3.2. O acórdão recorrido apreciou um recurso de uma decisão proferida por um Tribunal Arbitral, relativamente a uma pretensão da ora recorrente a ver reconhecido o direito a transitar para a categoria de Professor Adjunto, desde 12 de Novembro de 2012.
Estava em causa a aplicação do regime introduzido no Estatuto da Carreira Docente pela Lei 7/2010, de 13 de Maio, mais concretamente o regime decorrente da nova redacção dada aos artigos 6º do Dec. Lei 207/2009 e os artigos 8º-A, 9º-A, 9º-B e 9º-C aditados pela Lei 7/2010.
No Tribunal Arbitral decidiu-se que “… os docentes previstos no n.º 1 do art. 6º, caso obtenham o título de especialista no período transitório previsto no n.º 2 do referido artigo, devem poder beneficiar do mesmo regime jurídico dos docentes que estavam inscritos em programa de doutoramento até 15 de Novembro de 2009 e no período transitório venham a obter o grau de doutor.”
O TCA entendeu que tal entendimento contraria o regime transitório excepcional previsto no art. 8-A. “Como bem refere o recorrente – cfr. conclusão G) das conclusões de recurso – nos artigos 6º e 8º estão previstos três regimes: um regime transitório geral para quem é detentor do grau de doutor (n.ºs 3, 4, 5 e 6 do art.6º); um regime transitório geral para quem está inscrito em doutoramento à data de 15 de Novembro de 2009 (n.º 7 e 8 do art. 6º); um regime transitório excepcional para quem não está inscrito em doutoramento à data de 15 de Novembro (art. 8ºA).”
Depois de analisar a situação de facto da ora recorrente o acórdão conclui: “Com efeito, a recorrida apenas teria direito a contrato por tempo indeterminado, com período experimental de 5 anos, integrando o n.º 3 do art. 8-A, com obtenção do título de especialista/doutoramento (art. 9º-A), se contasse 10 anos de serviço à data de 14 de Maio de 2010 – requisito previsto no n.º 1 do art. 8-A – requisito que não preenche, sendo que o art. 9º-A define um regime de transição-especialistas no que respeita à obtenção do grau e não quanto à inscrição em doutoramento, pelo que procede o recurso.”
3.3. A tese da recorrente é a de que por força do art. 9º-A aditado pela Lei 7/2010 ao Dec.
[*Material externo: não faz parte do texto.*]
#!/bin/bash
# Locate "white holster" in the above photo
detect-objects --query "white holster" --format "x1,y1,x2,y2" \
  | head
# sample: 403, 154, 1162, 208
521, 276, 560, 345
Lei 207/2009, a detenção do grau de especialista (que a recorrente detém) é equiparado ao grau de doutor, cabendo a sua situação, portanto, na previsão do art. 6º, n.º 3, 4, 5 e 6, ou seja, e por força da aludida equiparação, ser-lhe-ia aplicável o regime transitório geral para quem era detentor do grau de doutor.
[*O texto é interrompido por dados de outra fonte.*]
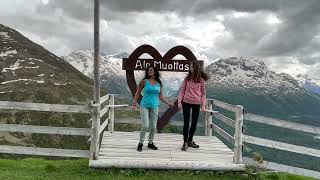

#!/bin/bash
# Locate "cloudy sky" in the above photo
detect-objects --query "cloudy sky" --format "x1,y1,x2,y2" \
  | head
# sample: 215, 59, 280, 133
0, 0, 320, 79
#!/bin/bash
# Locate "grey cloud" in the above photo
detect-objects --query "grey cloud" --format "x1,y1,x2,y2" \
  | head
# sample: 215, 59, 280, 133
257, 0, 320, 56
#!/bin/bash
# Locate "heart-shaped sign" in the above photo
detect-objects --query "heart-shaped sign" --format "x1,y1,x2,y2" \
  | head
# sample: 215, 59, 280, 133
123, 44, 197, 131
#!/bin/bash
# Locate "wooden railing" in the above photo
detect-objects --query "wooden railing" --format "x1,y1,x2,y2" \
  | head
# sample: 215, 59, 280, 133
0, 94, 128, 159
243, 114, 320, 157
205, 99, 243, 164
205, 99, 320, 178
0, 101, 91, 157
89, 94, 129, 160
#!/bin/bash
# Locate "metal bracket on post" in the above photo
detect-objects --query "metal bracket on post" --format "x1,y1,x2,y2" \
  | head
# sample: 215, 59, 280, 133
108, 94, 114, 132
233, 105, 243, 164
90, 104, 100, 160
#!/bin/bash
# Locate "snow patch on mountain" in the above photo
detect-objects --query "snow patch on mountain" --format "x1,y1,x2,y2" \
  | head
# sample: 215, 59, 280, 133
206, 57, 304, 95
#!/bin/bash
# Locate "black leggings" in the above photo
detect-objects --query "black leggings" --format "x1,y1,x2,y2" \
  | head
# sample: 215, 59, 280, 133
182, 102, 200, 142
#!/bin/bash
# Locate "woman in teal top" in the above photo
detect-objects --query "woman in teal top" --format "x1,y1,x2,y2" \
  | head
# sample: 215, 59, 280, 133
132, 66, 173, 151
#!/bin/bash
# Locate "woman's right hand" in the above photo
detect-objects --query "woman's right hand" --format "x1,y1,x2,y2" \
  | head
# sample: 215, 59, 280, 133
132, 103, 137, 111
3.4. O acórdão recorrido afastou esse entendimento, como vimos, por entender que o art. 9º-A define um regime de transição-especialistas no que respeita à obtenção do grau e não quanto à inscrição em doutoramento.
3.5. A nosso ver a questão suscitada não justifica a admissão da revista. Não pode dizer-se que seja um problema de relevância social ou jurídica fundamental, na medida em que está em causa a interpretação de um regime transitório especial para um número limitado de casos, quer no tempo, quer quanto aos interessados que podem estar envolvidos.
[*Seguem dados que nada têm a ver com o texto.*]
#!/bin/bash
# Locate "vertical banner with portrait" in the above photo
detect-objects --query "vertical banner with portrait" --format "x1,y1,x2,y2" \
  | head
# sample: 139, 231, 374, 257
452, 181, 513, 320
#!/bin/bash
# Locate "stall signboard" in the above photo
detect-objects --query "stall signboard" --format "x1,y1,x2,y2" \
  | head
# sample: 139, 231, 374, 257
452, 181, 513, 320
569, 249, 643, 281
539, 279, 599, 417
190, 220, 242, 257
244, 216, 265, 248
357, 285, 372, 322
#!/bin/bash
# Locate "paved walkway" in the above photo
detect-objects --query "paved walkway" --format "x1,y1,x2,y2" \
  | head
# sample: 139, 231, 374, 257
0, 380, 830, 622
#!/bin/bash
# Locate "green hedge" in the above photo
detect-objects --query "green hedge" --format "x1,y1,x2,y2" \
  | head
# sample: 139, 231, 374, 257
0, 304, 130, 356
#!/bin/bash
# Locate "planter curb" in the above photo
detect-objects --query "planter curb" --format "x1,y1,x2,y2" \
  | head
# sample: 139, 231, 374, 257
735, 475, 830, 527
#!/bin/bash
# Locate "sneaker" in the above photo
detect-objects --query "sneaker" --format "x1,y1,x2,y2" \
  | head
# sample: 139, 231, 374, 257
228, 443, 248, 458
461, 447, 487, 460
Por outro lado o acórdão recorrido abordou a questão em termos juridicamente fundamentados e plausíveis não evidenciando erro manifesto a justificar, por esse motivo, uma clara intervenção do STA com vista a uma melhor interpretação e aplicação do direito.
4. Decisão
Face ao exposto não se admite a revista.
Custas pela recorrente.
Lisboa, 10 de Setembro de 2015. – São Pedro (relator) – Vítor Gomes – Alberto Augusto Oliveira.